Sex-offender notification system still under debate
Ward 3 Councilman Rich Russell said he gets several calls a year from city residents with questions and concerns about sex offenders.
Russell does his best to provide information, such as how they can go to the New York State Sex Offender Registry Web site — www.criminaljustice .state.ny.us/nsor — that provides data on registered sex offenders, including their addresses. And when he learned the Ontario County Sheriff’s Office wants to implement an enhanced notification system that would provide citizens with automatic e-mails and other alerts about offenders, he was thrilled.
“It’s a real public safety issue,” said Russell.
“Real time, deliverable information that tracks sex offender movements to specific neighborhoods far surpasses inefficient, haphazard Internet searches,” Russell and Ward 2 Councilman Val Fenti said in a letter to the Messenger, urging the county Board of Supervisors to pursue an $8,000 state grant to implement the system.
The $7,500 the county would spend per year to maintain the system is worth it, Russell said Monday. Navigating the state Web site takes time and a certain amount of computer savvy, he added. With the notification system, citizens could get the information “in real time, not surf time.”
The system would pertain to registered Level 2 and Level 3 sex offenders, the medium and highest risk offenders. Sheriff Phil Povero said nearby counties — including Livingston and Cayuga — already use the system that makes the notification process “more efficient and timely.”
According to the state registry, Ontario County has 53 Level 3 and 73 Level 2 registered sex offenders. Povero said his office currently spends “several hours a week” notifying dozens of entities, including schools, day-care centers, municipalities and community groups about offenders in their neighborhoods.
The process of keeping up with notifications, provided through both e-mail and regular mail, can be daunting, Povero said. With sex offenders often changing address, it makes for a labor-intensive process, he added, citing a case of one offender “who moved four times in one month.”

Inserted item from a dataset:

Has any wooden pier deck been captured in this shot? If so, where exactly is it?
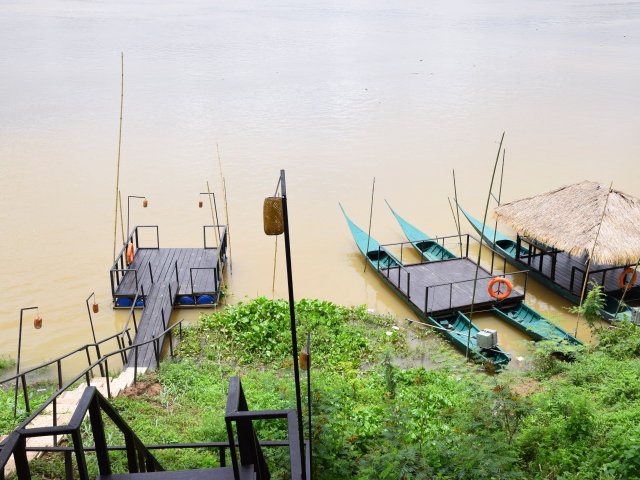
[380,257,525,316]
[110,227,227,368]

Even so, the question of whether the county should apply for the $8,000 grant to implement the system — setting the stage for county tax dollars to continue funding the program — became a topic of debate earlier this month. And the issue wasn’t just money.
“We can cancel the program any time,” said Supervisor Mary Green, R-Hopewell, chairwoman of the county Public Safety Committee.
Green and fellow committee member Skip Buck, D-city of Canandaigua, voted not to pursue the program. Buck called the program “redundant” during an April 17 Board of Supervisors meeting.
“All that information is available on the Internet,” he said at that time.
As for Green, she said Monday she has decided to vote for the program when the vote comes before the Board of Supervisors on May 8. But it is not because she wholeheartedly supports the concept.
“It is what the community wants,” she said. “So we need to provide that legislation.”
But her reservations center on the fact that offenders “did their time for their crime.”
“I feel these people need some place to live,” said Green, a grandmother and retired state trooper. She also questioned what the system will do in terms of changing the behavior of parents and others caring for children.
“Should I watch my children more closely?” she asked. “No, I should watch them closely — same as always.”
Sue Kaszynski of Canandaigua, a survivor of sexual abuse and a retired abuse counselor, said increased emphasis on sex-offender notification can give people “a false sense of security.”
The bottom line is that people need to know where their children are and who they are with, she said. While there is merit in the “stranger danger” concept, she said, statistics show that children are more likely to be abused by a friend or family member than a stranger.
According to the U.S. Department of Justice, 75 percent of victims know their attacker. The department also reports that 50 percent of sex offenders repeat their offense and more than half of rape/sexual assault incidents happened within a mile of the victim’s home.
A discussion and vote on the notification system takes place May 8 at 6:30 p.m. at the Ontario County Court House, 27 N. Main St.
Contact Julie Sherwood at (585) 394-0770, Ext. 263, or at email@example.com.
How it would work:
Ontario County Sheriff Phil Povero said the sex-offender notification system Ontario County is considering would work the same as one already in place in Cayuga County. For reference, information on the Cayuga system is available at: watchsystems.com/ny/cayuga/.
Here are some features provided by the free and confidential service:
• If you register, you receive e-mail alerts when a Level 3 offender moves within a one-mile buffer of an address sensitive to you.
• Those e-mails can be for more than one address, so you can receive alerts when an offender moves within a one-mile radius of locations such as schools, playgrounds and relatives’ homes.
• In addition to e-mail alerts, notices through regular mail of Level 2 offenders are sent to schools and daycares. For Level 3 offenders, the regular mailings are also sent to residents within 1,000 feet of the offender’s residence.
• Data on offenders are available on the county Web site by typing in the name, city or address of an offender. Data include names, aliases, physical description, photograph, the nature of a conviction and a map with the offender’s address.
• Address searches would provide a map and pinpoint offenders within a one-mile radius of a specified address. The map would also provide a geographic risk assessment of the offender by pinpointing locations such as playgrounds, schools, stores and other places frequented by children.